Early December last year, I contemplated buying a HyperStar for my Cat.
I made certain that it was compatible by looking in the obvious place. The secondary mirror gets replaced by the HyperStar. There ought to be some indication there, right?
Check. It says "fastar compatible" right in front of the cover that hides the collimation screws. Fastar is Celestron's predecessor to the HyperStar, now manufactured by Starizona.
I took this photo early December. See the reflection of the Christmas tree lights on the corrector plate?
I placed the order and then waited weeks for it to arrive. The clouds didn't actually arrive until the HyperStar did, getting my hopes up for an easily had first light!
Here is the HyperStar, fresh out of the box.
Installed on the corrector plate. This required removing the secondary mirror, disconcertingly exposing a big gaping hole until the HyperStar was rotated into place.
With the ZWO ASI294MC imager installed, the HyperStar is heavy, requiring a weight on the other end of the Cat to keep things balanced.
The weight is inserted into the one and a quarter inch eyepiece interface on the visual back. Pretty scary, huh? It is very sturdy, though.
Note that in this configuration, this is no such thing as "visual astronomy." Putting the HyperStar on the Cat is making a commitment to use the imager for the duration!
This weekend was the first opportunity of this year to bring the Cat out and use the HyperStar under a clear, moonless sky with good transparency.
It was an opportunity to experience the wide field view that the HyperStar brings to the Cat. The field of view with the combination of the ZWO ASI294MC and the HyperStar on my CPC-1100 is 2.04 x 1.39 degrees! The HyperStar brings the focal ratio or "speed" of the Cat from an F/10 to an F/2!
It was cold and windy, but a star party was had anyway.
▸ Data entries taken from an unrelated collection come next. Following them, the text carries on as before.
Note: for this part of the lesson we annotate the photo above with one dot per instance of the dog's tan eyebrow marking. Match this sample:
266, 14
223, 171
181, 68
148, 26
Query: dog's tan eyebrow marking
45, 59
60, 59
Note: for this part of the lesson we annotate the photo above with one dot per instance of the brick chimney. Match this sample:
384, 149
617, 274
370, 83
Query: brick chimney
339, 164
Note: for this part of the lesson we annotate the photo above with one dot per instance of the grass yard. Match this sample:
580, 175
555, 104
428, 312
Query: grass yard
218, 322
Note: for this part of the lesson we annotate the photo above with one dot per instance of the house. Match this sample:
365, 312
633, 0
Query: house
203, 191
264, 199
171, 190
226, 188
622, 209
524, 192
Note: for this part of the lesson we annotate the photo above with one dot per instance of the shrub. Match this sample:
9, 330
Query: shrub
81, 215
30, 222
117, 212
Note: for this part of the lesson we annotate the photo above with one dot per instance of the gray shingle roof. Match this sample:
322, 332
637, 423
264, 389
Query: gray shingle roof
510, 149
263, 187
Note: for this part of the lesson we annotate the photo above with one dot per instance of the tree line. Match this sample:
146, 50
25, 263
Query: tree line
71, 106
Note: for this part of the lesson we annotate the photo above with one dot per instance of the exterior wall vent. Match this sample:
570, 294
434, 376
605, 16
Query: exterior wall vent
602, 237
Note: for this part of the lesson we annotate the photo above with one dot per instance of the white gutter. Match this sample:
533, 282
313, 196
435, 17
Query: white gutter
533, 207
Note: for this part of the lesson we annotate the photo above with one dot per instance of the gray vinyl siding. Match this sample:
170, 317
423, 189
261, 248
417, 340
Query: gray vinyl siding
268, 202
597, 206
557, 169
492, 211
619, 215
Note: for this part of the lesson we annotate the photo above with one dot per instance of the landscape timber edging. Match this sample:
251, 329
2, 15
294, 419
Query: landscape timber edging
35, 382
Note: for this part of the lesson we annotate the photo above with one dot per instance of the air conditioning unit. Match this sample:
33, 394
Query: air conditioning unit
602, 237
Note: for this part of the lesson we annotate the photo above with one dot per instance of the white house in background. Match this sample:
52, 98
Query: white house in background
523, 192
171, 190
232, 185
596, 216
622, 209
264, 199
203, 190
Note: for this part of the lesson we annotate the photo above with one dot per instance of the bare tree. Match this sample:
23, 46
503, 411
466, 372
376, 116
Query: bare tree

The following images are highlights from the observing session. Each of these images are the results of live stacking using SharpCap. Not astrophotography quality, but only required a few minutes of integration time . . . Click to make bigger.
I always take a peek at these two. To be able to see them requires the sky to have good transparency and this lets me temper my expectations for the night.
|The Horsehead and Flame nebulas|
The constellation Leo, has a number of delights to see. Here is the Leo triplet, also known as the M66 Group. It consists of M65, M66, and NGC3628.
|The Leo Triplet|
Really, no kidding, this is an image of Mars through the HyperStar, many months after opposition! It's a little tiny red-orange dot.